3 Directed Acyclic Graphs and Causal Reasoning
3.1 Peering into a black box
To better understand the relationship between data and statistical analysis on the one hand and DAGs (directed acyclic graphs) on the other hand, I came up with an electric engineering metaphor3. Imagine that you have an electric device that you cannot take apart. However, there are certain points where you can connect your multimeter and check whether current flows between these two points. You also have a schematics for the device but you have no idea whether it is accurate. The names of the connector nodes match but the connectivity between them is anybody’s guess. So, what do you do? You look at the schematics and identify two nodes where current should definitely flow and you measure whether that is the case. Do you have signal? Good, that means that at least with respect to the connectivity between these two nodes you schematics is not completely wrong. No signal? Sorry, your schematics is no good, find a different one or try making one yourself. Conversely, you can identify two nodes, so that no current should flow between them and measure it empirically. No current? Good! Current? Bad, your schematics is wrong.

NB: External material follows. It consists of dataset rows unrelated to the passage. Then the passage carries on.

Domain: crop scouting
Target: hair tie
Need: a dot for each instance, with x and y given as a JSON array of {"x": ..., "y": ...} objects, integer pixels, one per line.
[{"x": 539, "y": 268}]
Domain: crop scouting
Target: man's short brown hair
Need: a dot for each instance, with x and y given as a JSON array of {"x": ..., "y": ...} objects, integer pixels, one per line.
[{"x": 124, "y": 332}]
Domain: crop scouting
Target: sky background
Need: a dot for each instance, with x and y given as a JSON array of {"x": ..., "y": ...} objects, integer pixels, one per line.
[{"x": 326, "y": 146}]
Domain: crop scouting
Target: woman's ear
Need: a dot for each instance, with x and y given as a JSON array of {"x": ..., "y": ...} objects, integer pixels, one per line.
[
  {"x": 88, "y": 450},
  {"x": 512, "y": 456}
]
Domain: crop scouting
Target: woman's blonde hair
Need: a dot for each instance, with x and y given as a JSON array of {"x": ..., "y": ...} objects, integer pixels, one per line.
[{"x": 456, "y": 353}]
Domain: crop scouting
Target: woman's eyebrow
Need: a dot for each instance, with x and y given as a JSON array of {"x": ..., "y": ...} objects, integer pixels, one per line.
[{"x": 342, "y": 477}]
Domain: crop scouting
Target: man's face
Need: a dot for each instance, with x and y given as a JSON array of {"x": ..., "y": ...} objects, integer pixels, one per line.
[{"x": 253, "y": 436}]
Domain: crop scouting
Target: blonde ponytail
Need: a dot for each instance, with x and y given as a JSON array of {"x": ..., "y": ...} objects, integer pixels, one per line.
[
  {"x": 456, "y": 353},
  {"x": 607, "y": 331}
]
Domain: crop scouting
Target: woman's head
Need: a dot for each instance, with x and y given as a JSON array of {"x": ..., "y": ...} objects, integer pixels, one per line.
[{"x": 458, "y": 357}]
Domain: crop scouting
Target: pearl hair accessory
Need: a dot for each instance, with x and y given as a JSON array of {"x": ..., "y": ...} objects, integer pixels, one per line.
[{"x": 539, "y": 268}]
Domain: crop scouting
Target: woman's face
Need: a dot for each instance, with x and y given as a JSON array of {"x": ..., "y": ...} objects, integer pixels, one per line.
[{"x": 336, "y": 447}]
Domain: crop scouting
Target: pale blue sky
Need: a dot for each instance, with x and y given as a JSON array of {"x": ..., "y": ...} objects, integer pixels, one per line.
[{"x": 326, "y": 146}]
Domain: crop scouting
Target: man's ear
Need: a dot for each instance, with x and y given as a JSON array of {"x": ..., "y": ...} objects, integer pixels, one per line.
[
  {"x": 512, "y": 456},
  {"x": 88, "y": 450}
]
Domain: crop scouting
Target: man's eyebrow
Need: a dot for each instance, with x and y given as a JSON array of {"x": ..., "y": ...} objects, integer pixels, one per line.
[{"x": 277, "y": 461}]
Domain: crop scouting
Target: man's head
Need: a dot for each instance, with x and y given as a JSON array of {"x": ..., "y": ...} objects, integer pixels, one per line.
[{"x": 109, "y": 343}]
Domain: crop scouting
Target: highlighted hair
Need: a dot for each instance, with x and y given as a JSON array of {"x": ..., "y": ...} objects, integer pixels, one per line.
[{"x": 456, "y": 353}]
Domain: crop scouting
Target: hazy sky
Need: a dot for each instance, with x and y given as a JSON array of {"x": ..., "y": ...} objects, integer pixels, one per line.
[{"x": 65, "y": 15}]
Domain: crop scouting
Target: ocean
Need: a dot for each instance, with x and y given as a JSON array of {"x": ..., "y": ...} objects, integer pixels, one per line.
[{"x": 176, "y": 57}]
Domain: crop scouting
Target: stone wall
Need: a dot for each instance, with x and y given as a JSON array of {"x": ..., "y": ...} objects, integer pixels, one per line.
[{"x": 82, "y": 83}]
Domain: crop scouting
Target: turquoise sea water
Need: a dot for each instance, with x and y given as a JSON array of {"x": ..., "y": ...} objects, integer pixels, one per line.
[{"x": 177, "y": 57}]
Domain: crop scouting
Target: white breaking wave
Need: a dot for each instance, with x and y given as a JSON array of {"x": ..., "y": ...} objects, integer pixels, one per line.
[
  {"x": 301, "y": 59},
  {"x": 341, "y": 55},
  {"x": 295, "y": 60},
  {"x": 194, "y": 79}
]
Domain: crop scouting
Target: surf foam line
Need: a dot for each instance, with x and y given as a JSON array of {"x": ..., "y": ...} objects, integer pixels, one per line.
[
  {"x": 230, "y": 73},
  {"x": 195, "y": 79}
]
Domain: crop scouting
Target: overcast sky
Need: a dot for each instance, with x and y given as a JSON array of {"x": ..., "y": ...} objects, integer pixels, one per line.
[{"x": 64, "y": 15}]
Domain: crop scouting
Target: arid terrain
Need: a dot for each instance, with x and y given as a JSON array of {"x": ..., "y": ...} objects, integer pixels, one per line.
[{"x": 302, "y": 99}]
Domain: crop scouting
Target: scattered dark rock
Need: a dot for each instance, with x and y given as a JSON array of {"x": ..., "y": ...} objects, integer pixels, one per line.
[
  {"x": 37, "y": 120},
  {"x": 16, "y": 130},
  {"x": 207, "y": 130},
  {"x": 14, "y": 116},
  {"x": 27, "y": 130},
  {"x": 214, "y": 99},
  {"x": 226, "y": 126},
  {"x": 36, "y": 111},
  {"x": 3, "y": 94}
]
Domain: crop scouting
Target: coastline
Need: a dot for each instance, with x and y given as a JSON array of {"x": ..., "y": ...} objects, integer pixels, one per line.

The relationship between the device and the schematics is that of the large (device) and small (schematics) world. Your job is to iteratively adjust the latter, so that it matches the former. You need to keep prodding the black box until predictions from your schematics start matching the actual readings. Only then you can say that you understand how device works and you can make predictions about what it will do under different conditions. Although testing based on schematics can be automated, generating such schematics is a creating process. It depends on our knowledge about devices of that kind and about individual exposed nodes.
Hopefully, you can see how it maps on our observational or experimental data (large world, readings from the device) and DAGs (small world, presumed schematics). As a scientist, you guess4 the causal relationships between individual variables and you draw a schematics for that (a DAG). Using this DAG, you identify pairs of variables that must be dependent or independent assuming your DAG is correct and check the data on whether this is indeed the case. It is? Good, your DAG is not (entirely) wrong! They are not? Bad news, their causal relationship is different from what you (or others in prior work) came up with. You need to modify DAG or draw a completely different one, just like a engineer must modify the schematics.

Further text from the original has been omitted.